Outro dado absurdo: a lista das empresas envolvidas com trabalho escravo, que deveria ser levada a público no mínimo duas vezes ao ano e por determinação da área técnica do Ministério, passará a depender da “determinação expressa do ministro”. É desafiador imaginar como o ministro conseguirá tempo e competência, dentre as suas inúmeras atribuições (supomos), para filtrar as informações incômodas e determinar “expressamente” a publicação das restantes, o que provavelmente ocorrerá apenas em anos bissextos.

Foto2: Sebastião Salgado

Num país onde proliferam favorecimentos aos amigos, onde se compram votos a peso de ouro – com verbas públicas, evidentemente -, em que flagrantes explícitos de malversação do erário são apenas perseguições da mídia golpista, é fácil ver onde usamos o nariz vermelho do palhaço. Sem ofensas ao palhaço, trabalhador honesto e dedicado.

O setor agropecuário é essencial para o país, além de produzir alimentos gera divisas importantes com a exportação, e é um dos segmentos da economia que mais cria e mantém empregos formais distantes da degradação do trabalho escravo. É lamentável que alguns de seus representantes, talvez espúrios, valham-se da fragilidade de um governo pouco legítimo e em situação de pânico para tentar impor condições de trabalho indefensáveis para brasileiros.

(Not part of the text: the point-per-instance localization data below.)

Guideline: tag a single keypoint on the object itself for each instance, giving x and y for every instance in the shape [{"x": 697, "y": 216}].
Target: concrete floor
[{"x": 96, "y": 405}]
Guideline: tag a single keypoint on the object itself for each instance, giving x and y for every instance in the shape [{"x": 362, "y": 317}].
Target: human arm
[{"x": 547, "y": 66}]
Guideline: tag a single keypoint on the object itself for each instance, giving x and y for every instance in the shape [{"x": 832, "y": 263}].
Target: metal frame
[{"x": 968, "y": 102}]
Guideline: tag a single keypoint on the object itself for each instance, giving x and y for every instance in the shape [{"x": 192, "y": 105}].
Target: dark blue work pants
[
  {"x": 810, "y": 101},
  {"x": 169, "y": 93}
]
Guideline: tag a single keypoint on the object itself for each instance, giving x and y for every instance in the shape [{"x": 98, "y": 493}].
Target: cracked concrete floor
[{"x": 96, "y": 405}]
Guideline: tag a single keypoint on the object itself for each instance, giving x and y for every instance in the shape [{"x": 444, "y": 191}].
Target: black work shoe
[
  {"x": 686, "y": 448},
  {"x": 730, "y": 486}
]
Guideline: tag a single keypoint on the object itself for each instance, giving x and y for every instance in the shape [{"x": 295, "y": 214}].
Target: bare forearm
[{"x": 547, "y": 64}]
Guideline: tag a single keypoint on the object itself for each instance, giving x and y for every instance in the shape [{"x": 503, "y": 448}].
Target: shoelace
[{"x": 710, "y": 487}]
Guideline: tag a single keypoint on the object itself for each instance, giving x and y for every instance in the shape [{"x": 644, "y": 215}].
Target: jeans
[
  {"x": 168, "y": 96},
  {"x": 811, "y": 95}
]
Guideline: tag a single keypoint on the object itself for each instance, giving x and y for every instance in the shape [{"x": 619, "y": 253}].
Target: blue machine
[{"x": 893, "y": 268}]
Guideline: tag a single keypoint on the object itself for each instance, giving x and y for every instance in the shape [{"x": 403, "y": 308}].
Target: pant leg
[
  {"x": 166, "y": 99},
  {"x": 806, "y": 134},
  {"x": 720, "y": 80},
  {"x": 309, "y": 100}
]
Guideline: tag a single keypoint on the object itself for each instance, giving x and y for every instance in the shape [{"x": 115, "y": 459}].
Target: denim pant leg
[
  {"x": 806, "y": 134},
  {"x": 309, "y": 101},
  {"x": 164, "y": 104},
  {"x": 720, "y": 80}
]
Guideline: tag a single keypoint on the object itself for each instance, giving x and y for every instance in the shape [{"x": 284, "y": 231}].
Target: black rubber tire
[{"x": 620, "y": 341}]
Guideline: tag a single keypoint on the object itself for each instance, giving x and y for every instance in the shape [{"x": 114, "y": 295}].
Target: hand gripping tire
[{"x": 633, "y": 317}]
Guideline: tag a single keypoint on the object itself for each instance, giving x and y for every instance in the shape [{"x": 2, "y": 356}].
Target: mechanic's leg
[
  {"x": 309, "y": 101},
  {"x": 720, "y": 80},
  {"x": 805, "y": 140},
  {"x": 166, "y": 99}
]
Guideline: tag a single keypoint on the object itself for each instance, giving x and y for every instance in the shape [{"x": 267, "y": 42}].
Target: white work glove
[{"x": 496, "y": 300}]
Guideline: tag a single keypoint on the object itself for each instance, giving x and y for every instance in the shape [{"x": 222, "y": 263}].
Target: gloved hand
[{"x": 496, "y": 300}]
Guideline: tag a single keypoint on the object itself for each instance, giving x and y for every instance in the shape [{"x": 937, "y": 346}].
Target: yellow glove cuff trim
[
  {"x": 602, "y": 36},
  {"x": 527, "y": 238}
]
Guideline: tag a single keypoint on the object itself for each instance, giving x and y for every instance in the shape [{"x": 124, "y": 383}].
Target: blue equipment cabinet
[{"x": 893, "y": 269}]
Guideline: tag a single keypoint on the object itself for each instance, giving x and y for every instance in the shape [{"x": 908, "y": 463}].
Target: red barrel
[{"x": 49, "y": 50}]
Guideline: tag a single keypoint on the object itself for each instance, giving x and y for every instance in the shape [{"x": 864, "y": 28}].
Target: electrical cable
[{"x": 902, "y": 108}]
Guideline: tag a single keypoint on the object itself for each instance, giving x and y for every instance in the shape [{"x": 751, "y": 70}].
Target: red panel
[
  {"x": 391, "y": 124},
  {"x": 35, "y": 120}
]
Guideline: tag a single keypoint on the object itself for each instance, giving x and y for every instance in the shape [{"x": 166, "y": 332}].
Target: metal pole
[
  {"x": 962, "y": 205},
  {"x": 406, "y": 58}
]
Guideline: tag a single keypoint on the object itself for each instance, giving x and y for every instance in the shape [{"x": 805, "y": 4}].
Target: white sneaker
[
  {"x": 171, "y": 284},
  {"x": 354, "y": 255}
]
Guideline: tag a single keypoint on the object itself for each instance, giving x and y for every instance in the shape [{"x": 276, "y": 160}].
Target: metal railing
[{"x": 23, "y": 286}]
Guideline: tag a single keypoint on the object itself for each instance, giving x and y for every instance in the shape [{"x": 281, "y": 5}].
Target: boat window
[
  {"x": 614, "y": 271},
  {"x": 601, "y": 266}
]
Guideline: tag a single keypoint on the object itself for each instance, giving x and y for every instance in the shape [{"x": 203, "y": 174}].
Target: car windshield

Em meio a tanta infâmia é um consolo que possamos nos orgulhar do Ministério Público do Trabalho, dos auditores responsáveis pela área, por muitos representantes da sociedade civil e até pela Organização Internacional do Trabalho, que não dobraram a espinha e fazem o possível para evitar uma catástrofe humanitária e legal. Tudo tem limites.